Mr Boulben said it was too early to specify which regional countries would be included in the initial launch as the timing of the roll-out depended on negotiation with regional telecommunications companies.
“That is something we are currently agreeing with the respective wireless carriers,” he said.
“By the end of September we will have chosen our exact launch date country-by-country.”
One beacon of hope for RIM has been the Middle East, where it says the number of BlackBerry subscribers is growing exponentially.
“In the last fiscal year our growth was 110 per cent year-on-year,” said Mr Boulben.
“This is our fastest-growing region alongside South America, South Africa and Indonesia.”

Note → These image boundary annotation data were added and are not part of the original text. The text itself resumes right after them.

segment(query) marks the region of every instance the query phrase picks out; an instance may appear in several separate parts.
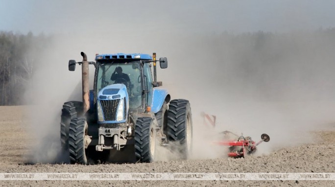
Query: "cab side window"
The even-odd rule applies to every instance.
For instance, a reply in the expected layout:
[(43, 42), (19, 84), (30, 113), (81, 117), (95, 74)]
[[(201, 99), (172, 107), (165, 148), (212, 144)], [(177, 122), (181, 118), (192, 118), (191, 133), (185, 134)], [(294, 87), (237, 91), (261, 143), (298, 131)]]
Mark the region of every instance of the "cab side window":
[(144, 79), (146, 80), (146, 88), (147, 89), (148, 94), (147, 97), (148, 106), (151, 105), (151, 101), (152, 100), (152, 92), (153, 86), (152, 85), (152, 76), (151, 75), (151, 69), (150, 67), (149, 63), (144, 63), (144, 72), (145, 76)]

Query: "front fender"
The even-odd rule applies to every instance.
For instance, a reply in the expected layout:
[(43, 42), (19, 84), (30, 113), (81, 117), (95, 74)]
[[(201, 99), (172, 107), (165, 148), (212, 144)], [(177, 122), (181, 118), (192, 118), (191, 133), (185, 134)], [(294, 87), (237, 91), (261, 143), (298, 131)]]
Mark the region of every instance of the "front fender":
[[(161, 110), (167, 96), (169, 98), (169, 94), (167, 90), (160, 88), (154, 88), (151, 102), (151, 112), (154, 113), (158, 112)], [(168, 100), (167, 102), (169, 101), (169, 99)]]

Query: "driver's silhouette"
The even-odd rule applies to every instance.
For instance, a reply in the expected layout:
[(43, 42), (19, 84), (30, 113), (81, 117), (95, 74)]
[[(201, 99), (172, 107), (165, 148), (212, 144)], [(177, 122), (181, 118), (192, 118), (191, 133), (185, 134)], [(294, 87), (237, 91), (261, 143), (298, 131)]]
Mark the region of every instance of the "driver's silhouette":
[(127, 74), (122, 73), (122, 68), (119, 66), (115, 68), (115, 70), (114, 70), (114, 72), (113, 73), (113, 74), (112, 74), (112, 76), (111, 77), (111, 80), (116, 81), (116, 83), (117, 82), (118, 82), (118, 83), (121, 83), (122, 82), (124, 81), (124, 80), (122, 81), (123, 80), (122, 79), (124, 79), (124, 80), (128, 82), (128, 83), (130, 83), (130, 79), (129, 79), (129, 76), (128, 76)]

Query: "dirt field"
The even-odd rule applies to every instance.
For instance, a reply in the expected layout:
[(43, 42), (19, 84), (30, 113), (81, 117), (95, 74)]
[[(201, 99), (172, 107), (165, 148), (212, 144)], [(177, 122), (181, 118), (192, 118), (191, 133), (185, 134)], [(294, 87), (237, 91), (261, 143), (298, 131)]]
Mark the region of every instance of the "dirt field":
[[(27, 107), (0, 107), (0, 172), (334, 172), (335, 125), (314, 132), (324, 142), (281, 149), (267, 155), (234, 159), (160, 161), (151, 164), (91, 165), (30, 164)], [(335, 186), (333, 181), (0, 181), (2, 186)]]

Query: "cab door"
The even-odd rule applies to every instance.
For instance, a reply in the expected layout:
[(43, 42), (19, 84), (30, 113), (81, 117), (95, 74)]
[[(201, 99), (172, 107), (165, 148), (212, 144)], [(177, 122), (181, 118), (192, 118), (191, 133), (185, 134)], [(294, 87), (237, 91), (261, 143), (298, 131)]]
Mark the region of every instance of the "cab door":
[(149, 63), (144, 63), (143, 66), (144, 84), (145, 84), (146, 91), (145, 102), (146, 106), (151, 106), (153, 85), (152, 85), (152, 75)]

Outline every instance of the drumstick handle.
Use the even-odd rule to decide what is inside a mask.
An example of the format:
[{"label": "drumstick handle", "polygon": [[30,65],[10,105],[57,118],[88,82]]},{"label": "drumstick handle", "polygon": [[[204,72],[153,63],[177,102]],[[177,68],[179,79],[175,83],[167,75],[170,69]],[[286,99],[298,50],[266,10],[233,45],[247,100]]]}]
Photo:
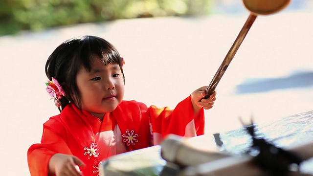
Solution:
[{"label": "drumstick handle", "polygon": [[245,24],[241,29],[240,32],[239,32],[239,34],[233,44],[233,45],[231,46],[231,47],[230,47],[228,52],[226,55],[224,60],[222,63],[219,69],[215,73],[215,75],[214,75],[214,77],[211,81],[209,86],[205,90],[206,94],[203,98],[206,99],[209,98],[210,95],[211,95],[214,91],[214,90],[215,90],[215,88],[216,88],[217,84],[220,82],[220,80],[221,80],[221,79],[224,74],[225,71],[226,71],[226,69],[228,67],[230,62],[234,58],[234,56],[235,56],[237,51],[238,50],[238,48],[239,48],[239,46],[240,46],[241,43],[244,41],[244,39],[245,39],[246,36],[249,31],[249,30],[253,23],[253,22],[254,22],[257,16],[257,15],[253,14],[253,13],[250,13],[249,17],[246,21]]}]

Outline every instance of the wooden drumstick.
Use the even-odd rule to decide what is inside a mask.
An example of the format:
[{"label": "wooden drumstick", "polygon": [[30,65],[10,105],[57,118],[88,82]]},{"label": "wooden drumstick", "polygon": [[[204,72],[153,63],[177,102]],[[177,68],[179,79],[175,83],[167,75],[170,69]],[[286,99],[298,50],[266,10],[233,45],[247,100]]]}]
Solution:
[{"label": "wooden drumstick", "polygon": [[268,15],[276,13],[286,7],[290,2],[290,0],[243,0],[246,8],[250,12],[250,15],[205,90],[206,94],[203,98],[209,98],[215,90],[257,16]]}]

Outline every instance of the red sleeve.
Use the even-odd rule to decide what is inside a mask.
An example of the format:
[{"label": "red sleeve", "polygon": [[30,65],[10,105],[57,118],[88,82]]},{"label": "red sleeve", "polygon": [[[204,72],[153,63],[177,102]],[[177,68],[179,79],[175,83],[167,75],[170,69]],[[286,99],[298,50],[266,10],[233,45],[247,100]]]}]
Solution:
[{"label": "red sleeve", "polygon": [[202,135],[204,132],[203,108],[194,114],[190,96],[180,102],[174,110],[151,106],[148,109],[153,132],[161,134],[162,138],[169,134],[188,136],[188,131],[193,131],[193,136]]},{"label": "red sleeve", "polygon": [[41,143],[32,145],[27,151],[27,161],[32,176],[47,176],[50,158],[56,153],[71,154],[64,140],[53,131],[44,127]]}]

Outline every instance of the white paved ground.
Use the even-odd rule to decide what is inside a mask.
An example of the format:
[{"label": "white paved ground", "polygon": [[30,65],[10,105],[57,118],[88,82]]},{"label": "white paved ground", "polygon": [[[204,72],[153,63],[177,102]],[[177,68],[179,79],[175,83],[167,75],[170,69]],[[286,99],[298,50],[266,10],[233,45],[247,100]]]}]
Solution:
[{"label": "white paved ground", "polygon": [[[40,141],[42,124],[58,113],[45,90],[45,64],[64,41],[83,35],[112,43],[126,60],[125,99],[175,107],[208,85],[248,14],[198,18],[164,18],[82,24],[0,38],[0,175],[29,175],[26,152]],[[313,88],[238,95],[248,77],[287,76],[313,69],[313,14],[282,12],[256,19],[218,86],[206,131],[240,126],[253,113],[268,123],[313,109]]]}]

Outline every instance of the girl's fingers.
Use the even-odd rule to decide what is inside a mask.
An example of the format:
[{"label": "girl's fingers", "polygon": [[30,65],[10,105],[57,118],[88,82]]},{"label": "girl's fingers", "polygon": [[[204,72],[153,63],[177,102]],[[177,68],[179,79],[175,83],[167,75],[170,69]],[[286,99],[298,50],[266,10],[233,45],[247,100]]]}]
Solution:
[{"label": "girl's fingers", "polygon": [[201,100],[201,103],[203,104],[208,104],[212,102],[214,102],[216,100],[216,97],[214,97],[212,99],[206,99]]}]

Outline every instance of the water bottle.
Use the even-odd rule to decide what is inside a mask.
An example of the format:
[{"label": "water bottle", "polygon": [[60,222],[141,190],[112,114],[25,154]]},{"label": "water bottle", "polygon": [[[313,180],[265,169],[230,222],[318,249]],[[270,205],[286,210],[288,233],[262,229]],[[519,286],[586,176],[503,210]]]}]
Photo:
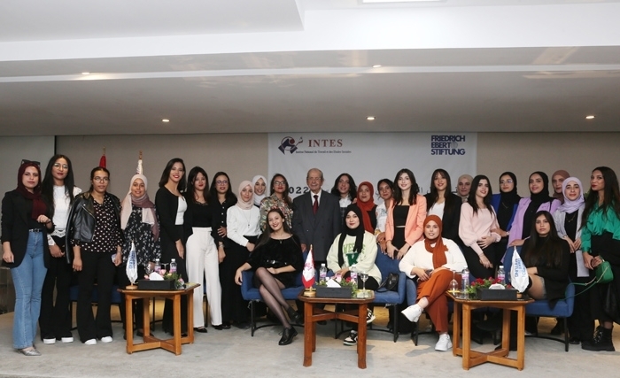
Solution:
[{"label": "water bottle", "polygon": [[506,285],[506,272],[504,272],[503,265],[500,265],[497,270],[497,279],[500,281],[499,283]]},{"label": "water bottle", "polygon": [[170,273],[176,273],[176,258],[172,258],[170,260]]},{"label": "water bottle", "polygon": [[355,270],[355,266],[352,266],[351,269],[351,282],[353,282],[353,289],[357,289],[357,270]]},{"label": "water bottle", "polygon": [[467,266],[465,266],[461,274],[461,288],[463,291],[463,296],[466,296],[467,289],[469,289],[469,269],[467,268]]},{"label": "water bottle", "polygon": [[327,280],[327,266],[325,264],[321,264],[321,268],[319,269],[319,281],[324,282]]}]

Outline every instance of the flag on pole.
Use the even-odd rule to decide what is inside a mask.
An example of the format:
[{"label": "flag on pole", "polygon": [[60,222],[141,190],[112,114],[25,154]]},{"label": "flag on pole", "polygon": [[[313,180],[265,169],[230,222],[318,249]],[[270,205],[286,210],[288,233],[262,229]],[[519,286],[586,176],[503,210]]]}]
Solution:
[{"label": "flag on pole", "polygon": [[105,168],[106,163],[107,163],[107,161],[105,160],[105,147],[104,147],[104,154],[101,155],[101,158],[99,159],[99,166]]},{"label": "flag on pole", "polygon": [[304,272],[302,273],[301,281],[304,282],[304,287],[306,289],[310,289],[312,285],[314,284],[315,280],[314,260],[312,257],[312,245],[310,245],[310,251],[304,264]]},{"label": "flag on pole", "polygon": [[131,284],[135,284],[136,280],[138,279],[138,263],[134,242],[131,242],[131,251],[129,251],[129,258],[127,259],[125,271],[127,272],[127,278],[129,279]]}]

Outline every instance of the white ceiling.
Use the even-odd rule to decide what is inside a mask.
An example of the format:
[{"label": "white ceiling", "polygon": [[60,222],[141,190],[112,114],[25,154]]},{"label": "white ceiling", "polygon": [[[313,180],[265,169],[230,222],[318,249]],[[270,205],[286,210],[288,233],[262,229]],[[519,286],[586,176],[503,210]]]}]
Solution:
[{"label": "white ceiling", "polygon": [[620,0],[3,0],[0,135],[620,131],[618,14]]}]

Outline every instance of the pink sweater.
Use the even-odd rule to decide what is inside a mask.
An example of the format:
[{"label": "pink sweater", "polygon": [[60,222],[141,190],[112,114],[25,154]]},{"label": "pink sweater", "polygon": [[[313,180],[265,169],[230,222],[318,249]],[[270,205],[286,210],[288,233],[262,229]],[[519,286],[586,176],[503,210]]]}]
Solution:
[{"label": "pink sweater", "polygon": [[471,248],[478,255],[482,255],[482,248],[477,243],[483,236],[493,236],[495,243],[501,239],[499,234],[492,233],[493,228],[499,228],[495,212],[488,209],[478,209],[474,214],[474,209],[467,202],[461,206],[461,221],[459,222],[459,236],[463,244]]}]

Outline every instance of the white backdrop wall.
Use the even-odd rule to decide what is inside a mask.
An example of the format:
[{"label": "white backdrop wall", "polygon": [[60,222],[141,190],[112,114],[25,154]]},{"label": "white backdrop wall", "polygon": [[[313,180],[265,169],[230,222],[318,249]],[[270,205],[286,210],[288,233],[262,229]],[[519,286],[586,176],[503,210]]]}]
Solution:
[{"label": "white backdrop wall", "polygon": [[293,133],[269,134],[269,177],[275,173],[289,181],[291,197],[308,191],[306,174],[313,167],[323,172],[323,189],[329,191],[343,173],[356,184],[394,180],[401,168],[414,172],[421,193],[427,193],[430,176],[446,169],[455,183],[463,173],[476,171],[475,133]]},{"label": "white backdrop wall", "polygon": [[[384,144],[384,135],[371,135],[378,144]],[[188,170],[195,165],[203,166],[209,174],[209,180],[219,170],[227,172],[233,182],[233,189],[241,180],[250,180],[254,174],[267,176],[267,156],[269,153],[267,134],[208,134],[191,135],[105,135],[105,136],[58,136],[57,150],[69,156],[75,166],[78,185],[88,188],[90,169],[97,166],[101,156],[101,149],[107,149],[108,167],[112,171],[111,191],[124,196],[128,190],[128,181],[134,174],[138,150],[144,154],[144,172],[150,180],[149,194],[153,197],[157,191],[157,182],[166,163],[172,158],[185,159]],[[2,138],[3,141],[11,138]],[[6,143],[6,144],[12,144]],[[541,170],[548,174],[557,169],[566,169],[577,175],[584,186],[589,187],[592,169],[597,166],[608,166],[620,174],[620,133],[478,133],[477,143],[477,169],[469,172],[489,176],[494,192],[498,190],[499,175],[504,171],[514,172],[519,181],[519,194],[528,196],[527,179],[531,173]],[[3,148],[3,150],[6,150]],[[13,152],[5,156],[13,156]],[[17,165],[21,159],[20,149],[15,158],[15,166],[3,177],[3,182],[9,182],[7,188],[15,184]],[[282,154],[279,150],[278,153]],[[45,152],[41,161],[47,162],[52,151]],[[17,157],[19,156],[18,158]],[[3,159],[3,162],[8,160]],[[380,161],[376,153],[365,157],[364,161]],[[391,156],[383,158],[382,177],[393,179],[400,168]],[[11,163],[13,164],[13,163]],[[46,163],[45,163],[46,164]],[[425,162],[412,161],[407,166],[420,181],[425,179],[421,174],[421,166]],[[10,165],[4,164],[4,167]],[[429,168],[437,166],[429,166]],[[325,171],[325,166],[322,167]],[[345,172],[337,167],[337,174]],[[432,171],[432,170],[431,170]],[[290,181],[298,180],[305,183],[306,171],[300,172]],[[453,174],[458,177],[458,174]],[[8,174],[8,175],[7,175]],[[456,177],[453,177],[455,181]],[[356,180],[358,177],[353,176]],[[270,177],[267,177],[267,180]],[[327,187],[336,177],[326,177]],[[362,180],[366,180],[362,176]],[[376,184],[376,182],[373,182]],[[424,184],[427,185],[428,184]],[[453,186],[455,182],[453,183]]]}]

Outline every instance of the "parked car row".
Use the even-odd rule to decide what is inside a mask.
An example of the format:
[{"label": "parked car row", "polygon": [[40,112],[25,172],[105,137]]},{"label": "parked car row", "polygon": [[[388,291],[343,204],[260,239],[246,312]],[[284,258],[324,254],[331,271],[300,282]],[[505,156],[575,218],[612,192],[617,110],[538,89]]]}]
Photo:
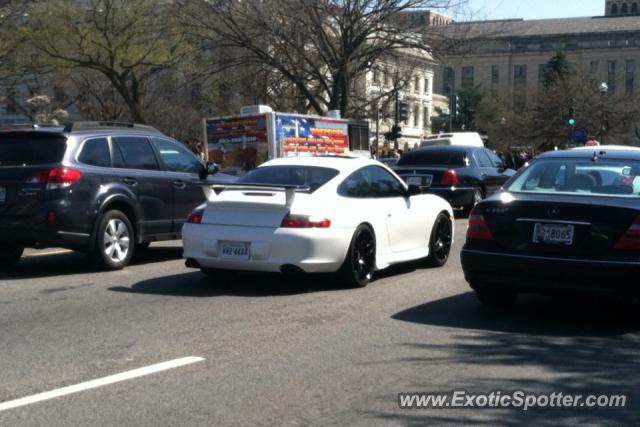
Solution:
[{"label": "parked car row", "polygon": [[362,287],[397,263],[444,265],[454,206],[469,212],[462,269],[486,305],[638,297],[639,200],[640,151],[624,147],[545,153],[515,172],[484,147],[429,146],[394,170],[294,157],[238,178],[138,125],[0,132],[0,268],[25,247],[60,246],[119,269],[182,238],[186,265],[214,277],[323,272]]},{"label": "parked car row", "polygon": [[0,266],[56,246],[122,268],[150,242],[180,238],[203,183],[234,179],[148,126],[0,132]]}]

That 110 per cent growth rate, cited by the research firm GfK, is likely to decrease because it is not sustainable, said Mr Boulben.
However, he added the sales performance still represented “spectacular growth” in the region.
“I wouldn’t call it a slowdown. Mechanically, the population is limited … So we cannot continue and grow exponentially with those rates. So I expect them to decrease a bit but still it’s fantastic growth,” he said.
Features of BB10 will include the ability to switch between applications without returning to the home screen and an “intelligent keyboard” that will learn a user’s particular way of typing.
Analysts cast doubt on whether this was enough to rescue RIM from its struggles.
“It looks like BB10 will have some distinctive features and will represe
nt a big advance on RIM’s current, ageing smartphone operating system. But it’s not certain BB10 will be sufficient to rescue RIM’s fortunes,” said Matthew Reed, a senior analyst at Informa Telecoms & Media in Dubai.
Mr Reed added the delay in launching BB10 until the first quarter of next year could also hurt the brand.
“The likelihood is that in the meantime RIM’s position in the smartphone market globally will continue to deteriorate, which could undermine the popularity it still has in the Middle East.”